Summary
- The UK’s 2026 National Risk Register adds risks covering democratic interference, digital resilience failure, and cyber attacks on critical systems.
- Data infrastructure, water infrastructure, and police systems are now explicitly included in national risk planning.
- The update reflects a broader shift in resilience policy, where technology failures are treated as public safety, economic, and governance risks.
The Cabinet Office has put digital resilience failure, democratic interference, and several new cyber risks into the UK’s official national risk planning, giving technology disruption a more formal place in the machinery used to prepare for major emergencies.
The 2026 National Risk Register adds seven risks, including cyber attacks on data infrastructure, water infrastructure, and police systems. It also introduces digital resilience failure, drawing on lessons from the July 2024 global IT outage that disrupted airlines, banks, healthcare providers, broadcasters, and businesses after a faulty CrowdStrike software update affected millions of Windows machines.
Democratic interference has also been added to the register, covering threats such as election interference, disinformation campaigns, and foreign influence operations. Although the document is designed for resilience planning rather than political commentary, the inclusion shows how cyber operations, information manipulation, and infrastructure disruption now sit inside the same national security conversation.

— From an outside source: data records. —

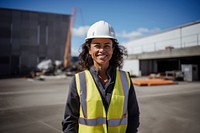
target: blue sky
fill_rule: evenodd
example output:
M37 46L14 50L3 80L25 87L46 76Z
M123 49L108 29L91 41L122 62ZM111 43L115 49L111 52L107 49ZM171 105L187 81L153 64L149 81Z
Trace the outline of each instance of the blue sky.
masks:
M109 22L120 43L200 20L200 0L0 0L0 7L72 14L72 54L77 55L91 24Z

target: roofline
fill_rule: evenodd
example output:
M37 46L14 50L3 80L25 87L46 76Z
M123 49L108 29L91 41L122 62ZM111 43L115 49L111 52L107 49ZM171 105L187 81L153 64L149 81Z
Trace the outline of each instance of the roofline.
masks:
M183 25L180 25L180 26L176 26L174 28L164 29L164 30L158 31L158 32L150 34L150 35L142 36L142 37L134 39L132 41L143 39L143 38L150 37L150 36L154 36L154 35L157 35L157 34L160 34L160 33L169 32L169 31L176 30L176 29L181 29L181 28L184 28L184 27L187 27L187 26L191 26L191 25L195 25L195 24L199 24L199 23L200 23L200 20L193 21L193 22L186 23L186 24L183 24Z
M32 13L44 13L44 14L54 14L54 15L64 15L64 16L71 16L71 14L63 14L63 13L53 13L53 12L45 12L45 11L32 11L26 9L14 9L14 8L4 8L0 7L0 10L11 10L11 11L20 11L20 12L32 12Z

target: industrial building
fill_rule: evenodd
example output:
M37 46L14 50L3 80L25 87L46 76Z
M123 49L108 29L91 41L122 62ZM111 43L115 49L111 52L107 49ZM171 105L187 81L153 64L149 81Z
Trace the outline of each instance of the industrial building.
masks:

The UK has long treated cyber attacks as serious threats, but the new register gives more definition to the systems at risk. Data infrastructure is no longer an abstract dependency behind digital services. Cloud platforms, networks, datacentres, identity systems, public databases, logistics software, and outsourced service providers now sit behind much of the economy and the state.
Water and police systems make the same point in operational terms. If a cyber attack prevents water infrastructure from being monitored, managed, or repaired, disruption can move quickly from IT failure to public health and service continuity. If police systems are compromised, the consequences can reach emergency response, investigations, evidence handling, safeguarding, and public confidence.
Digital resilience failure is a different kind of risk because it does not require a hostile actor. Software defects, supplier outages, cloud failures, misconfigured updates, authentication problems, and concentration in widely used technology providers can all create disruption without a deliberate attack. Many organisations still separate cybersecurity from operational resilience, even though the public impact of a major outage can look similar.
The register adds weight to an argument that has been building across regulation, insurance, and procurement. Resilience cannot be treated as a narrow technology control owned by IT departments. Boards, finance teams, procurement officers, risk committees, and service owners need to understand which systems are critical, who operates them, how updates are governed, and how work continues when digital services fail.
The same pressure is visible in financial services, where regulators have tightened operational resilience rules and are taking a closer interest in critical third party technology providers. It is also visible in the public sector, where digital service reform has often depended on cloud migration, shared platforms, outsourced delivery, and data integration. Those choices can improve capability, but they also create new points of dependency.
Supplier concentration is likely to become a harder policy question as the register is absorbed by local resilience forums, infrastructure operators, emergency planners, and regulated industries. A single software provider, cloud platform, identity service, or managed service provider can sit behind thousands of organisations. When those suppliers fail, individual continuity plans may offer only partial protection because disruption spreads through the same shared technology layer.
The register does not prescribe the technical fixes, but it changes the policy frame around digital systems. They are not only tools that make public services and businesses more efficient; they are part of the operating environment that determines whether essential services continue during stress. Procurement, regulation, incident exercises, and funding decisions will now have to catch up with that classification.